Keywords: land cover classification, semantic segmentation, skip connection, position-sensitive attention, remote sensing images

Abstract. Pixel-wise land cover classification is a fundamental task in remote sensing image interpretation, aiming to identify planimetric features (e.g., trees, waters, buildings etc.) from earth's surface. Recently, deep learning methods based on fully convolutional neural networks (FCN) become the mainstream approach for land cover classification, thanks to their superior performance in the image context perception and features learning.

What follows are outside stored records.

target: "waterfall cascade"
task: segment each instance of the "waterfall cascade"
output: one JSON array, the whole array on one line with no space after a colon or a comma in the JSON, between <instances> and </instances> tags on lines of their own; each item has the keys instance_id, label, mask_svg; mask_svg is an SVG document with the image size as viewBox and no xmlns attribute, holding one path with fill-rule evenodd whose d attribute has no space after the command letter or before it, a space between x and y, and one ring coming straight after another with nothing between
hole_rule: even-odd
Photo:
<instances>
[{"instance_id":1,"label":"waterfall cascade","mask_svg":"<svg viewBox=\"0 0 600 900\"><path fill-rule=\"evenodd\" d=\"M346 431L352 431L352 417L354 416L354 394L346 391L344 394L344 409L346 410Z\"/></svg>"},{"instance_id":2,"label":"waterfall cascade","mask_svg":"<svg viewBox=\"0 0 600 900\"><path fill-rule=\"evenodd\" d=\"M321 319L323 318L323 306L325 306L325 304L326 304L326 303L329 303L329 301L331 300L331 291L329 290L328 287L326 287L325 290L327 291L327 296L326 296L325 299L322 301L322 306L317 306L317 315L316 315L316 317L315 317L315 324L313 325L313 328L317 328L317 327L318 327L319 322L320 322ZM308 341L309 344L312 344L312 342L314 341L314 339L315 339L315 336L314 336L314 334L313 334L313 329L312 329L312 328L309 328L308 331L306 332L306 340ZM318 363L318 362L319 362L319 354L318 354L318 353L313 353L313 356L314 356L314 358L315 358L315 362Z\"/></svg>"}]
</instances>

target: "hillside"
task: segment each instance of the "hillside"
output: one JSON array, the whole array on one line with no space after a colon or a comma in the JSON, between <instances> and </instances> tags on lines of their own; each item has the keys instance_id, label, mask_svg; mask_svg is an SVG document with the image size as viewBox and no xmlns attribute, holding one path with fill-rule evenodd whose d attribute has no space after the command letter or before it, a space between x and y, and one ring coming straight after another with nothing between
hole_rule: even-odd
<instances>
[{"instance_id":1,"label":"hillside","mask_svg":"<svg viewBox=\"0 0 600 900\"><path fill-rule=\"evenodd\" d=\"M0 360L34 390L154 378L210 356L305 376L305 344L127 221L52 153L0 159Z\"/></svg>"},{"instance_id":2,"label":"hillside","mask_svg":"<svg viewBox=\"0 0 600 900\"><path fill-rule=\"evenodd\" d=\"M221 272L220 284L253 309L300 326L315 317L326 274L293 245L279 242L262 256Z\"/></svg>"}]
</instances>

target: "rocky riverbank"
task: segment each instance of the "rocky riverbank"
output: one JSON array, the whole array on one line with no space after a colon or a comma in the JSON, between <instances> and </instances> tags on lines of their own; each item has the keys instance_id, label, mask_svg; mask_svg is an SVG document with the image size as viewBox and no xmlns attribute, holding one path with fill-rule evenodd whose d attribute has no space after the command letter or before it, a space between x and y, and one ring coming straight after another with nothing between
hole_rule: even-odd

However, for high-resolution remote sensing images with huge quantity of object details, some deep learning based methods often ignore many important details by nature, specially, in the procedure of pooling operation and stacking convolutions in conventional FCN, it can leads to ambiguous classification of adjacent objects. To refine lost details caused by the stacking convolutions, we propose a position-sensitive attention (PSA) based on skip connections for land cover classification with high-resolution remote sensing images, which designs to deliver a weight that is sensitive to the spatial details in remote sensing images, the PSA module is able to improve pixel-level details scattered across spatial positions. Experimental results demonstrate that our method can be feasible to existing FCN-based models, 1% improvement in F1-score is obtained on 2021 "Shengteng Cup" competition dataset after using PSA, when comparing to several state-of-the-art methods, similar or even better performance is achieved on the ISPRS Vaihingen 2D dataset, but with less parameters.